Quote Originally Posted by aixelsyd View Post
For me, unfactual or hypocritical and unjust accusations will cause me to revert from my cool-headed nature to being completely livid on a highly confrontational level. When this is geared towards people I care about or sympathize with, this causes an even more volatile reaction on my part. I admit I am sometimes willing to engage in physical violence though I'm usually smart enough not to.
Usually when this happens to me I go into cold hard rational mode, saying why they're wrong, basically stating my mind or what seems to be obvious in how what they're saying is wrong. And that's all fueled with anger, my burning emotion and judgment toward the person. If they continue this sort of behavior then those emotions usually end up toppling out much to my dismay.

Emotional manipulation and cohesion.
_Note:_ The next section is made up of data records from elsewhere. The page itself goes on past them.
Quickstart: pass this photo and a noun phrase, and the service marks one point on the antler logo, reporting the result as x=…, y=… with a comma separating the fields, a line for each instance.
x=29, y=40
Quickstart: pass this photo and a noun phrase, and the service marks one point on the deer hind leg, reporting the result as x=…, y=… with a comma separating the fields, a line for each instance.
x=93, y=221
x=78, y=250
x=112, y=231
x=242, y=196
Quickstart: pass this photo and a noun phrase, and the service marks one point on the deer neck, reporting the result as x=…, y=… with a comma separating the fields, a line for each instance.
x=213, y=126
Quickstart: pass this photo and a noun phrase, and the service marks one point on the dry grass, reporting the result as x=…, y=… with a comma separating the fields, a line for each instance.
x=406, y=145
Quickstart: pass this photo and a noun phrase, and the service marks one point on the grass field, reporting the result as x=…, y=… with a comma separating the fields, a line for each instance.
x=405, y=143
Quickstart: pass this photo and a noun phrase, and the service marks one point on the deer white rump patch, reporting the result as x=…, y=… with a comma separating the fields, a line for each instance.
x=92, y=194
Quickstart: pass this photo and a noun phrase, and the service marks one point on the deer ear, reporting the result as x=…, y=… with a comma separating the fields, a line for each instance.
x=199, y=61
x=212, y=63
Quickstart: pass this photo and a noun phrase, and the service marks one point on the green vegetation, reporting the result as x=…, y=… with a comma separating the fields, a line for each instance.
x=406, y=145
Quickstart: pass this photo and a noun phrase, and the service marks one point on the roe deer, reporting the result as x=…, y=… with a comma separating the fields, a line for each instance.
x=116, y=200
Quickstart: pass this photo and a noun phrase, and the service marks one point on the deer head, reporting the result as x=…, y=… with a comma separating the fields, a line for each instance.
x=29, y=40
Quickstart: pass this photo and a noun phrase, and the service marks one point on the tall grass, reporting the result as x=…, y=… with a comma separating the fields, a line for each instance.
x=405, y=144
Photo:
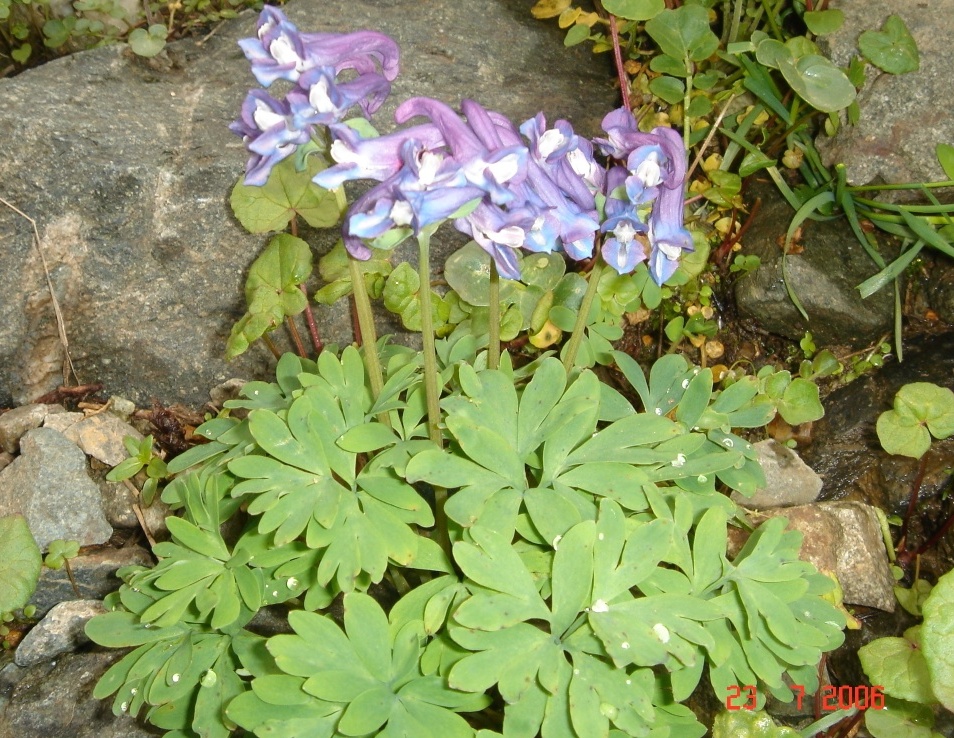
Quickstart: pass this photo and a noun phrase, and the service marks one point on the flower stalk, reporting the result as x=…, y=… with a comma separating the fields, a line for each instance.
x=493, y=348
x=573, y=345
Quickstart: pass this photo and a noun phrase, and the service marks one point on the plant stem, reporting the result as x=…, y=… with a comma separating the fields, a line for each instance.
x=569, y=358
x=271, y=346
x=312, y=325
x=369, y=336
x=362, y=303
x=493, y=348
x=940, y=531
x=432, y=385
x=296, y=336
x=912, y=504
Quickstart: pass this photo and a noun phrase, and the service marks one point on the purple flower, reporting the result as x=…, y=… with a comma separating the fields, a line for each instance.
x=428, y=187
x=667, y=234
x=267, y=126
x=500, y=233
x=377, y=158
x=279, y=51
x=626, y=243
x=320, y=100
x=490, y=169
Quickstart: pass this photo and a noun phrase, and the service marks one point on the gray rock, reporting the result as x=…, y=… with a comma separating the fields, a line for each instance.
x=48, y=485
x=788, y=479
x=94, y=574
x=128, y=164
x=824, y=277
x=59, y=632
x=101, y=436
x=901, y=120
x=118, y=501
x=228, y=390
x=54, y=699
x=845, y=449
x=844, y=538
x=62, y=421
x=121, y=407
x=14, y=423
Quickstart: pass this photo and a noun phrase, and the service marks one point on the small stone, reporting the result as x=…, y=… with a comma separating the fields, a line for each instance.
x=118, y=501
x=844, y=538
x=61, y=421
x=54, y=699
x=228, y=390
x=121, y=407
x=15, y=423
x=94, y=574
x=101, y=436
x=49, y=485
x=788, y=479
x=60, y=631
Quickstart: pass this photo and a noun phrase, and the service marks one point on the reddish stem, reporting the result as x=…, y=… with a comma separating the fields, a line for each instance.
x=940, y=532
x=912, y=503
x=618, y=58
x=312, y=325
x=296, y=336
x=271, y=346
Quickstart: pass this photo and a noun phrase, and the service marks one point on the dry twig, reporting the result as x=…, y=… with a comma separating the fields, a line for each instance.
x=68, y=368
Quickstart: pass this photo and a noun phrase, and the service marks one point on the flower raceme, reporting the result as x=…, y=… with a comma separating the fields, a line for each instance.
x=534, y=187
x=273, y=129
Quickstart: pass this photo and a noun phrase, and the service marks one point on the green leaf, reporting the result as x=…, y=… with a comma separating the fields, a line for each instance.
x=21, y=54
x=20, y=563
x=576, y=35
x=121, y=629
x=937, y=639
x=634, y=9
x=665, y=64
x=800, y=402
x=899, y=666
x=945, y=157
x=492, y=563
x=367, y=437
x=272, y=290
x=823, y=22
x=148, y=42
x=749, y=724
x=921, y=410
x=668, y=88
x=900, y=719
x=288, y=192
x=684, y=32
x=892, y=49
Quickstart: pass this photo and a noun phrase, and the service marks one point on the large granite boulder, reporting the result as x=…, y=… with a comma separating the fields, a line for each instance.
x=126, y=167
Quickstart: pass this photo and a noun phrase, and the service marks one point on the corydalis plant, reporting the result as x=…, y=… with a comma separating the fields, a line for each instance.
x=531, y=187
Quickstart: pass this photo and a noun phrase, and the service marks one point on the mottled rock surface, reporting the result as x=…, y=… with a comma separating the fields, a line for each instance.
x=788, y=479
x=844, y=538
x=128, y=164
x=823, y=275
x=48, y=485
x=902, y=118
x=59, y=632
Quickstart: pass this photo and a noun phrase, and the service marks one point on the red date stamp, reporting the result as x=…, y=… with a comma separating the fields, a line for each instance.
x=831, y=698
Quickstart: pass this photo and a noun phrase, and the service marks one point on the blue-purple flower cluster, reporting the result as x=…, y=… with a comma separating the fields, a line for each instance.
x=535, y=188
x=272, y=128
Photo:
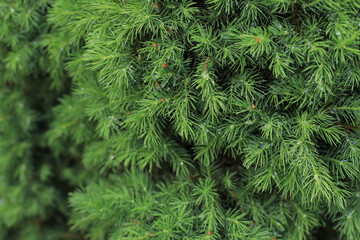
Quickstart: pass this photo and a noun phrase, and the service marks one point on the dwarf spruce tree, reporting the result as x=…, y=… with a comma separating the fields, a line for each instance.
x=207, y=119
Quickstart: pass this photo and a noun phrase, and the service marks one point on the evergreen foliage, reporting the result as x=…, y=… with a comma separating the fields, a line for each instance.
x=208, y=119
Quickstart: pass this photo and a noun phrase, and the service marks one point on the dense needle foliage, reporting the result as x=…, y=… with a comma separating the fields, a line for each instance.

Guilt-tripping me and using emotional ploys to get me to go a certain way deeply disturbs me and will cause me to either run the hell away from said source of manipulation or will cause me to eventually snap or else make my Fe PoLR as blatant as possible or else restrict my communication to a strictly pragmatic, dry style.
Heh, when someone tries to emotionally manipulate me I bite back. "Why should I do that?" "Why does what you think matter to me at all, and why do you think it does?" Etc. Or if I don't do that I'll just ignore it the best I can, make excuses, etc (it varies depending on my mood). I really dislike this sort of thing, I see it as dishonorable (for lack of better word).

Intellectual cohesion: in other words, using tactics to get people to agree with someone while being intolerant to divergences in opinion. I'm quite familiar with this from some years back and I consider it the basic markings of a cultist and cult leader. Totally anti-humanitarian.
Yeah, this would piss me off too, but I haven't had any experience with this so I feel that I can't really input very well.

Rampant emotions really, really make me mad. I can't tolerate people who are highly emotional and over sensitive. People who are like this just seem to concern themselves with irrelevant things in life and not what really matters.